Overview
Overview
Global reports suggest a continuous decline in students’ academic performance and assessment outcomes, with disadvantaged students being most affected. One starting point for action plans and improvement efforts to address this ethical problem is providing adequate opportunities and support for ‘student voice’ so that schools/educational institutions could be more responsive to their needs and improve assessment outcomes. ‘Student voice’ is a growing movement that seeks to offer educational institutions productive ways to solicit and enact student input on key matters such as assessment and school environment to ensure all learners receive the support they need and foster social-educational growth. But, navigating student voice can also be practically and ethically challenging in an era of misinformation and disinformation, potentially (and paradoxically) exacerbating systemic inequities in education.
Based in both Monash University (Australia) and The Pennsylvania State University (USA), the Australasia-U.S. Educational Equity Hub project (AUSEEH) is collaborating with scholars, educators, students, policymakers, education systems, and Non-Governmental Organizations to co-design ethical student voice tools and conduct research that will help partners improve outcomes and equity for students across the regions. AUSEEH’s projects intentionally cross both geographic and system boundaries, with the intent of delivering
ethically nuanced, evidence-based, student voice-driven, practical and actionable solutions to problems that may be adversely affecting students and lead to a reduction in the opportunities available to them throughout their lives. For instance, we are creating a global
network of scholars that study the use of student voice-based assessment data (e.g., student surveys) to improve teaching and access to higher education. Scholars in the network will be able to exchange methods, insights, and ethical-educational strategies
across regions to address this issue of systemic inequities in education.

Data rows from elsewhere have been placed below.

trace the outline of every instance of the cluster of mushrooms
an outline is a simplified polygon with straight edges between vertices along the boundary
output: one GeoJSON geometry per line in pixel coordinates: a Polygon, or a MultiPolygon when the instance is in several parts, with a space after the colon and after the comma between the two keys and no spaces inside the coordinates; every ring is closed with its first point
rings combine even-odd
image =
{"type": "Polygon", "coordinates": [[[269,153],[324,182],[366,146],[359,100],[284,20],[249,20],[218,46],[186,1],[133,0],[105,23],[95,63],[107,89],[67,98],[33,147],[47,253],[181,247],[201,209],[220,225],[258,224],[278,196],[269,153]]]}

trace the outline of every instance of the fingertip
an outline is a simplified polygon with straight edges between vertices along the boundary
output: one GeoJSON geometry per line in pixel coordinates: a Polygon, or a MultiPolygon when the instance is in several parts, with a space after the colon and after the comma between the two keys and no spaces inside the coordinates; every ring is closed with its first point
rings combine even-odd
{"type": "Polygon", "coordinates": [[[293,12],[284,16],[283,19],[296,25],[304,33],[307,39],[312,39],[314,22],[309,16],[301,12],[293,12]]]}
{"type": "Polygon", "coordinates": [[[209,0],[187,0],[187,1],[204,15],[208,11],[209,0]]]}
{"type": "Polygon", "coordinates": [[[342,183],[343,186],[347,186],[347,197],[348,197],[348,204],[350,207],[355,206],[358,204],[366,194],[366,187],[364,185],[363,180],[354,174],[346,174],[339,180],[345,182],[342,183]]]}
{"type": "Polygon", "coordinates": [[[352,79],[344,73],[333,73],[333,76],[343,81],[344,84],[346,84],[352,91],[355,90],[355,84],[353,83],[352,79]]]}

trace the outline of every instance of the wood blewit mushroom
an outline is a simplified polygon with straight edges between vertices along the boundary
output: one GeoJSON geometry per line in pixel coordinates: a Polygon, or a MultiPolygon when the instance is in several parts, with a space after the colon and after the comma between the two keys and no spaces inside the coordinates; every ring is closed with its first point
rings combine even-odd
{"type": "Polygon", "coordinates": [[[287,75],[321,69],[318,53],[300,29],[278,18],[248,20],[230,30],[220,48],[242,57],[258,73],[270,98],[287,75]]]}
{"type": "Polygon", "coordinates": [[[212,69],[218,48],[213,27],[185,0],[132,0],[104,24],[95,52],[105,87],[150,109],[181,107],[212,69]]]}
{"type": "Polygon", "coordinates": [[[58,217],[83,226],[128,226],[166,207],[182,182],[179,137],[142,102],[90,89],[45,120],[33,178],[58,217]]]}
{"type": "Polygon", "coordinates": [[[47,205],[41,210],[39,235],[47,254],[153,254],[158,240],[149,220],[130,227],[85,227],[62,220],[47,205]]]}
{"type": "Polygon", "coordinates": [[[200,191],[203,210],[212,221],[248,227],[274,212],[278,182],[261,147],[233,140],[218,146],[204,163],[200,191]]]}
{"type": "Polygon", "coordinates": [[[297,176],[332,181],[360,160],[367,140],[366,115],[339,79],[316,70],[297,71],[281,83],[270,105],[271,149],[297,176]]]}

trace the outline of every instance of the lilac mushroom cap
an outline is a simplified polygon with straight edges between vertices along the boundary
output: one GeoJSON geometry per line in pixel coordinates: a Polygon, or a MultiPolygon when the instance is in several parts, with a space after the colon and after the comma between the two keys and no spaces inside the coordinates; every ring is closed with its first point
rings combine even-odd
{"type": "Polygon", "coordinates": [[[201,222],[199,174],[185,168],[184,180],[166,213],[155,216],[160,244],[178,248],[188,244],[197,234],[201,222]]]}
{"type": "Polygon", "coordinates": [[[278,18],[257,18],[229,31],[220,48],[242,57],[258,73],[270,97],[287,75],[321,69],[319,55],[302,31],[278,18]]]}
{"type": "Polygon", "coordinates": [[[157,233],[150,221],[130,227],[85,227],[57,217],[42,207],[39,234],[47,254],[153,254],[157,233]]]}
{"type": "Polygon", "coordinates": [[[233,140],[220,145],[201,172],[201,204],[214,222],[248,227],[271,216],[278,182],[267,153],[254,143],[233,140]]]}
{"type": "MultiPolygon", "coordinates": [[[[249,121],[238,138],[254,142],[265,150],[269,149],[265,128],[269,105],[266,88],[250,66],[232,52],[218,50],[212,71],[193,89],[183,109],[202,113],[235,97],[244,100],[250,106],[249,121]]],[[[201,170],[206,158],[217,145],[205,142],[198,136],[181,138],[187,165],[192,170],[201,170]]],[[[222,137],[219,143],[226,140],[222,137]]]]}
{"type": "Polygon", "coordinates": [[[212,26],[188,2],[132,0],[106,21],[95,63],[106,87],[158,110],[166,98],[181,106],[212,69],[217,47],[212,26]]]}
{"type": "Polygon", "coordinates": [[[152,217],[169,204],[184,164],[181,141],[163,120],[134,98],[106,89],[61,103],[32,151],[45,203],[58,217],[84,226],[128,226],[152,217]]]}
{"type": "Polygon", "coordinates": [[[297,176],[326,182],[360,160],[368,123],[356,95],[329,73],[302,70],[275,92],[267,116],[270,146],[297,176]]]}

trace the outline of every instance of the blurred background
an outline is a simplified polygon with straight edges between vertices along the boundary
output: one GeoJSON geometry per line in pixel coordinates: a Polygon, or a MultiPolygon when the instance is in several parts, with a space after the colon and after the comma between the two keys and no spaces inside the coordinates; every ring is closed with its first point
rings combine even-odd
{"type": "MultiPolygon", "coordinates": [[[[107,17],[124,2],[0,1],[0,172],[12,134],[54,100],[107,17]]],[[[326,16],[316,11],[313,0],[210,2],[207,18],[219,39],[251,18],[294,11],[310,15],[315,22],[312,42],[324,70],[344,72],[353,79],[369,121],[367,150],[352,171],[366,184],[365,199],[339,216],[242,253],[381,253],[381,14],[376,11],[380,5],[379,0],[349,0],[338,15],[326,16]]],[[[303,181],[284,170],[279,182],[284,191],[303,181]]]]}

Researchers at the AUSEEH have expertise in a broad range of topics (e.g., student/youth voice, educational ethics, assessment, policy, social justice, civic education, EAL teaching and learning, digital technologies and refugee education) and methods (e.g., participatory action research, public opinion polling, causal and mixed method evaluations). From its Monash University base, the Hub project is also able to bring in expertise from across the university (e.g., the Monash Data Science and AI Platform and its branch, the Monash Statistical Consulting Service) and outside Monash University, ensuring we assess and utilise the appropriate knowledge and methods to effectively address globally and ethically challenging issues of educational inequity.